New high-throughput screening method may uncover novel treatments for kidney disease
A newly developed assay may help investigators identify novel drug candidates to protect kidney cells and prevent or treat chronic kidney disease (CKD). The advance is described in an upcoming issue of the Journal of the American Society of Nephrology (JASN).
CKD affects more than 13% of adults in the United States, with diabetes, hypertension and atherosclerosis being common risk factors. Most patients rely on antihypertensive medications for treatment, and there are no therapies available that directly and specifically target the kidney.
A team led by Vineet Gupta, PhD and Jochen Reiser, MD, PhD (Rush University Medical Center) has now developed a system that can be used to identify novel drug candidates that protect the function of kidney podocytes, cells that are critical for filtering the blood. Damage to these cells is a hallmark of CKD.
"A key barrier to the rational development of podocyte-directed therapeutics has been a lack of cell-based assays for use in high-throughput drug discovery environment," said Dr.
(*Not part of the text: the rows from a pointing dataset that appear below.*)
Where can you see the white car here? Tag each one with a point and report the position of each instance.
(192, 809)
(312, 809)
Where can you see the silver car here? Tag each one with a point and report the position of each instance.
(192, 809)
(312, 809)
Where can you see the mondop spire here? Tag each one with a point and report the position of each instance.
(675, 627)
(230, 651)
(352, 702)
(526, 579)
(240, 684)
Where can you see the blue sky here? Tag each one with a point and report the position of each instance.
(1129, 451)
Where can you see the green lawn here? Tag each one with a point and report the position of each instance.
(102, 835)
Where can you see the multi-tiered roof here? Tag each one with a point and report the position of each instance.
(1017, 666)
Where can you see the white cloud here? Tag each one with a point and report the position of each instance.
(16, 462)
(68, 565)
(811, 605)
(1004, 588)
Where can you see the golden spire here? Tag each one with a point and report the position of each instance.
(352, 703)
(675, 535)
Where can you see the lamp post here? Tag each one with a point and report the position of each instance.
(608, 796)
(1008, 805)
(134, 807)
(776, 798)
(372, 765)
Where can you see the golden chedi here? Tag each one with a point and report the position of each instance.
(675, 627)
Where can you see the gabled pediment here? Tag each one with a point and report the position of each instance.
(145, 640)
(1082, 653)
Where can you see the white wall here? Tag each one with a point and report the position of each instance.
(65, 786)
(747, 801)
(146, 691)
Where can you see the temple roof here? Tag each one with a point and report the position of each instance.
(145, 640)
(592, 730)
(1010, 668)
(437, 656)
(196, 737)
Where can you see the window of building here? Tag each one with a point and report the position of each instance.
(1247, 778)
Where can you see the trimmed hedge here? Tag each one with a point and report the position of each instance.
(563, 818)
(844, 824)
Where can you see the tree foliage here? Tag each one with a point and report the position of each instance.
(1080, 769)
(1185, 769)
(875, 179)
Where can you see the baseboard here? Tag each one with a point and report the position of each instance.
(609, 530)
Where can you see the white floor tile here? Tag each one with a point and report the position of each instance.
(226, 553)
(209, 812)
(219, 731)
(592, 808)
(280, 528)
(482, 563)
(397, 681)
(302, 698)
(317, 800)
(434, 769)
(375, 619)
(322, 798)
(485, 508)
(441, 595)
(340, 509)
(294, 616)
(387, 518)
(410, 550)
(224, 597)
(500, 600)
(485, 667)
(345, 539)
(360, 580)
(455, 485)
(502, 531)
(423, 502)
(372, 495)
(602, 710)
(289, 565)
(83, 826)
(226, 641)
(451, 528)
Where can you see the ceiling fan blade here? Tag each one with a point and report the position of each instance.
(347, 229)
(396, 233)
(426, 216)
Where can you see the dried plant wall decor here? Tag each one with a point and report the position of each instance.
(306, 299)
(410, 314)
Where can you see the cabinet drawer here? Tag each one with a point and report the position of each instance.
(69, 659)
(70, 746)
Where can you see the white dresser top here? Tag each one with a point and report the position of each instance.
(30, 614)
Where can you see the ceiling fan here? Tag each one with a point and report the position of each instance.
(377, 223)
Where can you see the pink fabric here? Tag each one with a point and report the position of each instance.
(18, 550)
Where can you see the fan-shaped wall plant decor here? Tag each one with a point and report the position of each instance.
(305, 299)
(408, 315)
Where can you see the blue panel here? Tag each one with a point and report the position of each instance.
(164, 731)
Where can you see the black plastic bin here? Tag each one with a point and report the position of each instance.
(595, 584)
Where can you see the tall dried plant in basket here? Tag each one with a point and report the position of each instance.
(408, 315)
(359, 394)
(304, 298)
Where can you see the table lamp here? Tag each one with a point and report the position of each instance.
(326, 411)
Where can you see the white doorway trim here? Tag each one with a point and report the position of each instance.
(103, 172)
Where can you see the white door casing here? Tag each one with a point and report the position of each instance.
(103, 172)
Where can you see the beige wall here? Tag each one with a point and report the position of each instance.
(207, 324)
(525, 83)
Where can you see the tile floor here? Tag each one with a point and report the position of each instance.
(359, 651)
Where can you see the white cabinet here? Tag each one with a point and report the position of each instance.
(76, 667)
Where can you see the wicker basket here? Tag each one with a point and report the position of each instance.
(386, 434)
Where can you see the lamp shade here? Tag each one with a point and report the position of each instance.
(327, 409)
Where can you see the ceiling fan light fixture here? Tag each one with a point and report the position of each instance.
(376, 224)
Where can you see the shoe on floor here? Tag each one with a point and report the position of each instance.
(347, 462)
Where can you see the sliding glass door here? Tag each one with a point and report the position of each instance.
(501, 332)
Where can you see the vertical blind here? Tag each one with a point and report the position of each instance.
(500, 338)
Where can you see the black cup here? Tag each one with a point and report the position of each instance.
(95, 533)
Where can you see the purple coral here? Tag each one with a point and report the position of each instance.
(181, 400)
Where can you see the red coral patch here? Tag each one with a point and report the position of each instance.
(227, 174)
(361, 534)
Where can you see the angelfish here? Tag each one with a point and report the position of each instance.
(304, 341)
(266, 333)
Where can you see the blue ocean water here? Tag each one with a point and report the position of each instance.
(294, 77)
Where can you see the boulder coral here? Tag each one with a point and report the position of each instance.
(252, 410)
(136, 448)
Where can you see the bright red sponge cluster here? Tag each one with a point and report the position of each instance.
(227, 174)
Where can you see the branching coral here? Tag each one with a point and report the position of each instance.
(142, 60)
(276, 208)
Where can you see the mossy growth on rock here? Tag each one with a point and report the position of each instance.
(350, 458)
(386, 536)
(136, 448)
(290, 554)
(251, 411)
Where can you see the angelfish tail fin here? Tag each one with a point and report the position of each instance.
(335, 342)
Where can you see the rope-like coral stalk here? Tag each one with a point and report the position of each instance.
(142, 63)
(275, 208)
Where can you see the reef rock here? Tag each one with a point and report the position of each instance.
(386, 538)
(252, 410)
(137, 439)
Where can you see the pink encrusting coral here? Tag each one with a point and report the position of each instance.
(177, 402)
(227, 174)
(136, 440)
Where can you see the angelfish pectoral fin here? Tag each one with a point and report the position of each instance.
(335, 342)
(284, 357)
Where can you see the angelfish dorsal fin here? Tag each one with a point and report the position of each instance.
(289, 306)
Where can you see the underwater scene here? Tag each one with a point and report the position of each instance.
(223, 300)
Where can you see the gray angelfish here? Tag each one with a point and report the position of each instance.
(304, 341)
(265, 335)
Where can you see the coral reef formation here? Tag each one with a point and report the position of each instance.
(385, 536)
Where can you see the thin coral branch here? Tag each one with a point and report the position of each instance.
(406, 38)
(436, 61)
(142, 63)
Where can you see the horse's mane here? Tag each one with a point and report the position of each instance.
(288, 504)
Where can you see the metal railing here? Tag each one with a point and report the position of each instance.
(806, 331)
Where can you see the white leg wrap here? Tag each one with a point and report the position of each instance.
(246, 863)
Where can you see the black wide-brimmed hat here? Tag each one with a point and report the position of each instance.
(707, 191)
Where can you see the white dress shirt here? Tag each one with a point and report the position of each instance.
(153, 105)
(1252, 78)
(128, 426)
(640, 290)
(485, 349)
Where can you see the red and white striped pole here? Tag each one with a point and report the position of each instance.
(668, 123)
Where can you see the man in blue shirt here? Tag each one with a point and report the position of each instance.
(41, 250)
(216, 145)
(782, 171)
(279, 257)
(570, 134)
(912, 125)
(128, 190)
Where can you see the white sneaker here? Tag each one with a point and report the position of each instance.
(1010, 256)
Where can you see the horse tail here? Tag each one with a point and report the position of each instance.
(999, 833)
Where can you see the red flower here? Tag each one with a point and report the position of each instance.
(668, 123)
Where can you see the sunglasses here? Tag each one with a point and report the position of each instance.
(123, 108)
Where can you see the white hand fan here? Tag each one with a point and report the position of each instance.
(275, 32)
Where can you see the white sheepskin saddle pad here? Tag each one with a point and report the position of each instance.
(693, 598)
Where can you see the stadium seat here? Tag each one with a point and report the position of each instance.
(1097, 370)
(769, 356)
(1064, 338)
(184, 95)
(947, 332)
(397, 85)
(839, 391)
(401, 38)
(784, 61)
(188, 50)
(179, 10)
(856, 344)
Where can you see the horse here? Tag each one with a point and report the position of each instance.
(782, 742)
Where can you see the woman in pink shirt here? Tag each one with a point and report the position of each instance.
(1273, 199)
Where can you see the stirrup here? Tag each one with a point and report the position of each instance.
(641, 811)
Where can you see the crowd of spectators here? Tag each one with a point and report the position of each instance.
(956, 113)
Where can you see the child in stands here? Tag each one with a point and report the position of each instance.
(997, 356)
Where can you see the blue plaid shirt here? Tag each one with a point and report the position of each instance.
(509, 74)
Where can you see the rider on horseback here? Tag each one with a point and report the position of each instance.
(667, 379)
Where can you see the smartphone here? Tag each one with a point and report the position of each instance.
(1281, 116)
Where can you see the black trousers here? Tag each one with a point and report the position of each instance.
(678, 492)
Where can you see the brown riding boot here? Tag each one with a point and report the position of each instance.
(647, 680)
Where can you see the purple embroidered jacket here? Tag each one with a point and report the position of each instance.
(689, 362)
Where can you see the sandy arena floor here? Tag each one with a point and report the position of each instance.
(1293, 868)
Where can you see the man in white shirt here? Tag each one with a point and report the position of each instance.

Gupta. "Our report describes what we believe to be the first podocyte cell-based high content screening assay for the identification of novel podocyte-directed therapeutics in a high-throughput fashion."
Using the assay, which analyzes thousands of podocytes under different conditions in multi-well plates, the investigators identified 24 small molecules that protected podocytes against injury. When they treated mice and rats with one of the molecules, called pyrintegrin, the animals' podocytes remained healthy despite being exposed to damaging agents. Pyrintegrin activates β1 integrin, a protein that acts as a molecular bridge to help podocytes hold onto the outside of blood vessels and maintain the filtration apparatus in the kidney.
"We believe that this assay could provide the much needed boost in fueling the discovery and development of kidney directed therapeutics, development of which has significantly lacked in recent times," said Dr. Reiser.